Equivalence of the null energy condition to variable lower bounds on the timelike Ricci curvature for $C^2$-Lorentzian metrics

TL;DR

This paper demonstrates that the null energy condition (NEC) is equivalent to variable lower bounds on the timelike Ricci curvature for $C^2$-Lorentzian metrics, extending classical results to less smooth spacetimes.

Contribution

It proves the equivalence of the NEC and variable lower Ricci curvature bounds for $C^2$-metrics, generalizing McCann's reformulation beyond smooth spacetimes.

Findings

NEC is equivalent to variable lower Ricci bounds for $C^2$-metrics

Extension of McCann's reformulation to less smooth metrics

Supports consistency of generalized energy conditions in Lorentzian geometry

Abstract

The null energy or null convergence condition (NEC) is one of the fundamental assumptions necessary for many celebrated results from Lorentzian Geometry and Mathematical General Relativity. As such there have been several recent efforts to find a good generalization of this condition to the new setting of Lorentzian length spaces or metric measure spacetimes.
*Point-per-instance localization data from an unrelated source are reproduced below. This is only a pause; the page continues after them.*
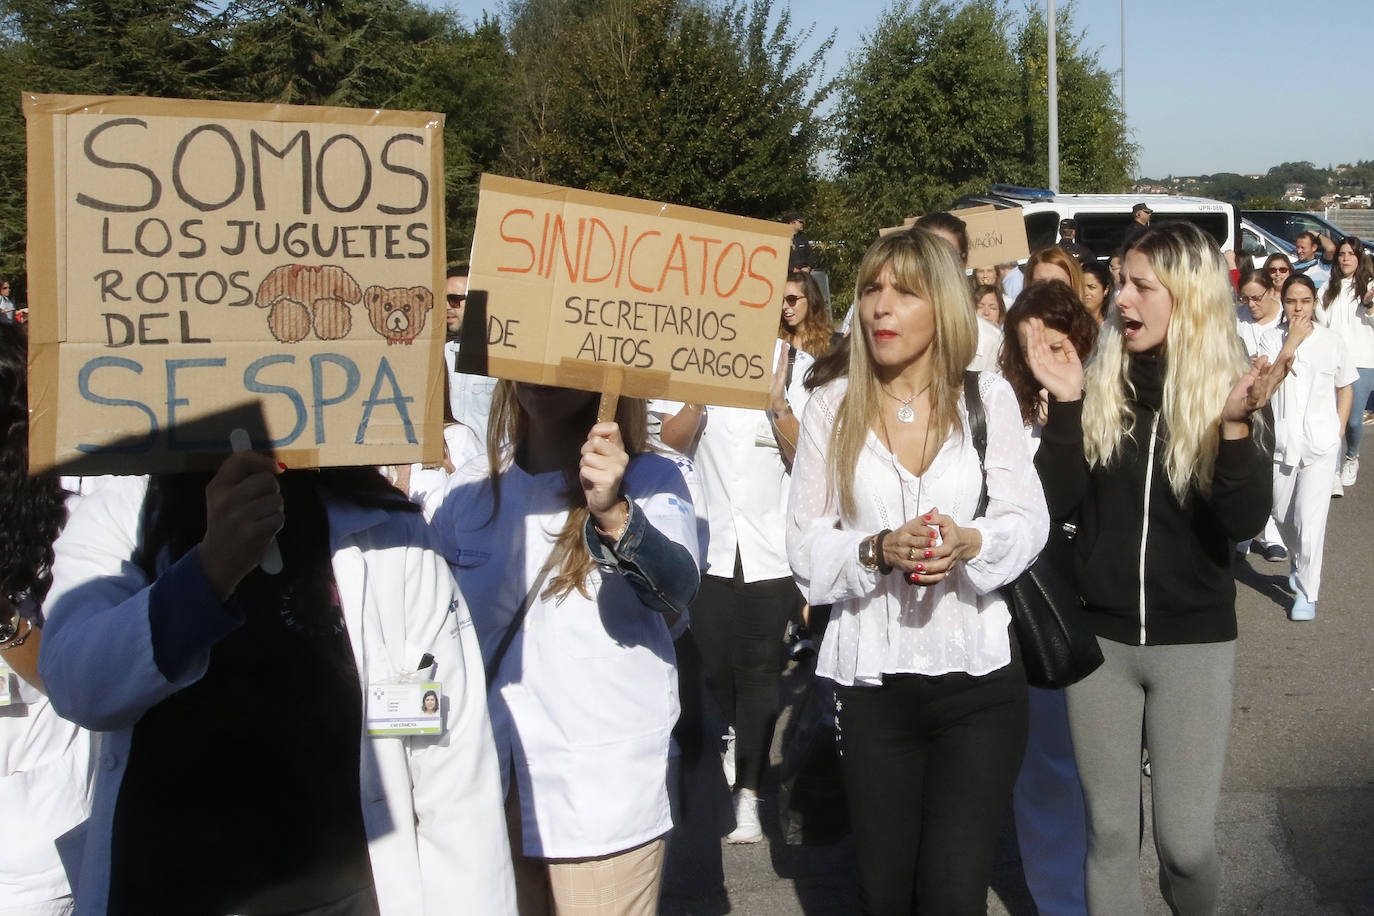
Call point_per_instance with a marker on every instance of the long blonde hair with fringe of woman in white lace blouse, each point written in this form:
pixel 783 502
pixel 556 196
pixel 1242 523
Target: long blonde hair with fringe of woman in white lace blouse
pixel 927 266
One important property any such generalization should fulfill is consistency with the classical formulation for a class of spacetimes as large as possible. The purpose of this note is to show that the recent reformulation of the NEC by McCann as variable lower timelike Ricci curvature bounds (arXiv:2304.14341) remains equivalent to the classical NEC not just for smooth but even for $C^2$-metrics, where McCann's original proof needs to be modified.